On Relations Between Electroweak Hierarchy Problem, Fluctuating Three Branes And General Covariance

Abstract

We inquire whether a resolution to the electroweak hierarchy problem could reside in symmetries that relate the bosonic Weinberg-Salam Lagrangian with a higher dimensional generally covariant theory. For this we consider a three-brane that moves under the influence of a seven dimensional pure Hilbert Einstein-like generally covariant theory. We introduce a change of variables that combines the conformal scale of the metric tensor with the brane fluctuations, so that the conformal scale becomes the modulus and the fluctuations become the angular field degrees of freedom of a polarly decomposed Higgs. When we assume that the four dimensional space-time background of the generally covariant theory is locally conformally flat and that the internal space is a squashed three-sphere, we arrive at one massless and three massive vector fields akin those in the Weinberg-Salam model and recover all the familiar ingredients of the symmetry broken bosonic Weinberg-Salam model, except that there is no bare Higgs mass. The Higgs mass is subject to dimensional censorship, its presence is forbidden by general covariance.
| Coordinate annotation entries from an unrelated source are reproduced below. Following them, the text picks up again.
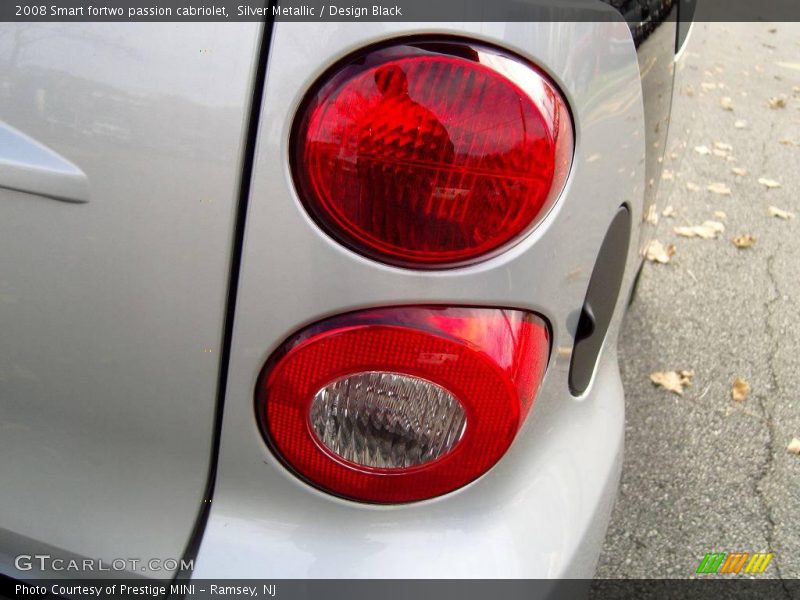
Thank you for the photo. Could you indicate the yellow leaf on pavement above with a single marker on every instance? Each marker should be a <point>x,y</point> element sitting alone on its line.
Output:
<point>744,241</point>
<point>740,389</point>
<point>794,446</point>
<point>708,230</point>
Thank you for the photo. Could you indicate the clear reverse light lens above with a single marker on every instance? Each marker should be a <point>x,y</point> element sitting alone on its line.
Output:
<point>387,420</point>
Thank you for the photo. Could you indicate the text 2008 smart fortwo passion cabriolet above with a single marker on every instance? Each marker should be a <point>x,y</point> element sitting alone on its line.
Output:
<point>320,299</point>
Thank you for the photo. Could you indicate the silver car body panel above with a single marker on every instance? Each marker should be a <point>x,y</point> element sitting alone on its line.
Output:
<point>543,509</point>
<point>112,311</point>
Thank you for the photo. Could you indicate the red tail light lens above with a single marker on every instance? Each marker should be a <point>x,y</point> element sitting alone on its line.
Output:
<point>431,154</point>
<point>402,404</point>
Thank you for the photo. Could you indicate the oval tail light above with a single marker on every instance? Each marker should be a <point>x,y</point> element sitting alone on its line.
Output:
<point>402,404</point>
<point>431,154</point>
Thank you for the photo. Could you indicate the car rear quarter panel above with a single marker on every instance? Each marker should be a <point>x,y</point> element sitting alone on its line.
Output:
<point>542,510</point>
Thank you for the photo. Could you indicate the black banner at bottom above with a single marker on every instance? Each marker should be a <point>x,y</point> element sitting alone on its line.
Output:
<point>378,589</point>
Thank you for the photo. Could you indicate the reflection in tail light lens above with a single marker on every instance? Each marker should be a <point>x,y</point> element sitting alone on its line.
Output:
<point>402,404</point>
<point>431,154</point>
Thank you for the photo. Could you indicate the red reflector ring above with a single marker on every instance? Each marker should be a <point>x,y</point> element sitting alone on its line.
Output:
<point>431,154</point>
<point>490,360</point>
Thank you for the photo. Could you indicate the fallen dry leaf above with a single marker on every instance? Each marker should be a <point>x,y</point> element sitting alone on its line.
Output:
<point>674,381</point>
<point>774,211</point>
<point>777,102</point>
<point>770,183</point>
<point>740,389</point>
<point>708,230</point>
<point>719,188</point>
<point>657,252</point>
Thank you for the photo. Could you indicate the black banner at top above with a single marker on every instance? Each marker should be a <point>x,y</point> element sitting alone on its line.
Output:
<point>633,11</point>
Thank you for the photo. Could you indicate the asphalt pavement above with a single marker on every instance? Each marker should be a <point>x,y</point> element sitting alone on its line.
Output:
<point>704,472</point>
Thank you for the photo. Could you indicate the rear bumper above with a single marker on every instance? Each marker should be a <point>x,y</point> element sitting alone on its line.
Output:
<point>542,512</point>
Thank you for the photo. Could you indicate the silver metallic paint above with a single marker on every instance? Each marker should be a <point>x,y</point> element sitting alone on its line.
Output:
<point>111,312</point>
<point>542,510</point>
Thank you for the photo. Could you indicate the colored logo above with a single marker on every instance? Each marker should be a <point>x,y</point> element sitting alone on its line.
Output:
<point>735,562</point>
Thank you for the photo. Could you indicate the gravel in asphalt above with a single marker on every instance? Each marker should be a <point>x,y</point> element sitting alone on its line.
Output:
<point>703,472</point>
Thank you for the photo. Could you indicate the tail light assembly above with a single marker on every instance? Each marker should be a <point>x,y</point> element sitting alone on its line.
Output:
<point>431,154</point>
<point>394,405</point>
<point>422,154</point>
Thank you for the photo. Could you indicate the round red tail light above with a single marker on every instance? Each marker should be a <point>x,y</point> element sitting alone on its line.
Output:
<point>402,404</point>
<point>431,154</point>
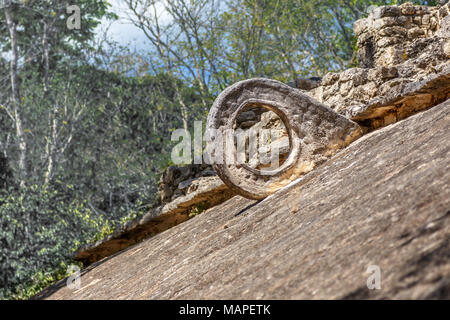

This proposes that a resolution to the electroweak hierarchy problem might well reside in higher dimensions, in a Ward-Takahashi like identities for general covariance that relate a non-vanishing Higgs mass to dynamical breaking of general covariance. Moreover, the two electroweak gauge couplings are both determined by the squashing parameter of the internal three sphere and when we impose the condition that the vector boson masses must be in line with custodial symmetry we arrive at the classical level to the Weinberg angle sin2 θW = 0.296.